Punto 7 – ‘Istruzione’. Qui troviamo due proposte che farebbero piacere al compianto Sylos Labini: niente soldi pubblici alla scuola privata e abolizione della legge Gelmini. Si aggiungono spunti tecnologici: libri in formato digitale, internet in tutte le scuole, insegnamento a distanza. Completano il quadro due questioni non di poco conto: l’abolizione del valore legale del titolo di studio e gli investimenti nella ricerca universitaria.
Se proviamo a tirare le fila, la prima cosa che salta all’occhio è la differenza di stile e di retorica rispetto ai programmi politici cui siamo abituati. In quello di Grillo è infatti evidente il continuo salto tra grandi temi e piccole questioni; ma quello che si perde in linearità e rigore formale, lo si guadagna in concretezza. Tra l’altro è anche evidente un esercizio di umiltà, atteggiamento che latita nella politica italiana; infatti è evidente che si ‘copiano’ le cose buone fatte altrove: il modello BBC per la tv, le politiche tedesche per l’energia e la mobilità sostenibile, le azioni antimonopolistiche di stile anglosassone, il pedaggio urbano di Londra. Colpisce anche il sincretismo ideologico: la difesa del pubblico convive con la richiesta di mercati trasparenti e concorrenziali.

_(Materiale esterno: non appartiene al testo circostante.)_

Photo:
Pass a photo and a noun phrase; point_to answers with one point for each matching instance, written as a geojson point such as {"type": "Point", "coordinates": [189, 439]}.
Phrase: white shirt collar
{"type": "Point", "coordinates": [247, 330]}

Ma torniamo ai quesiti iniziali: Grillo ha una linea economica? È condivisibile?
La proposta economica del movimento 5 stelle a me pare complessivamente chiara: si vuole la difesa di un sistema pubblico che assicuri in modo efficiente e trasparente l’erogazione di servizi fondamentali per l’esercizio della cittadinanza; si ritiene che un piano di sviluppo possa venire da un massiccio intervento - più centrato sul territorio e sulle città che sulle grandi opere – per l’energia, i trasporti e la telematica; si propone che ciò che sta sul mercato – a partire dalle spa – sia sottoposto a regole rigorose di trasparenza. Sin qui tutto condivisibile, almeno a mio modo di vedere.
Se c’è un limite nel programma 5 stelle, deriva più da quello che non c’è: detto in una battuta, manca la macroeconomia. Certo ci sono, anche se non esplicitate in questi termini, le proposte per un sostegno alla domanda: ai consumi dei ceti medio-bassi col reddito minimo di cittadinanza (nel programma abbiamo visto che si parlava invece di sussidio di disoccupazione); agli investimenti con un piano articolato per la scuola, l’università, il trasporto urbano, l’energia, la telematica. Ma resta il fatto che manca completamente il riferimento al bilancio pubblico italiano, alla tassazione, ai comportamenti della Bce, alle politiche economiche europee in generale. Andando a cercare nei forum 5 stelle le idee sono – contrariamente a quanto ci si potrebbe aspettare – complessivamente europeiste (noi diremmo ‘per un’altra Europa’): sistema fiscale europeo, spesa sociale europea, più poteri al parlamento europeo, ‘Stati Uniti d’Europa’…
Forse è il caso di chiedere a Grillo di copiare anche da Sbilanciamoci?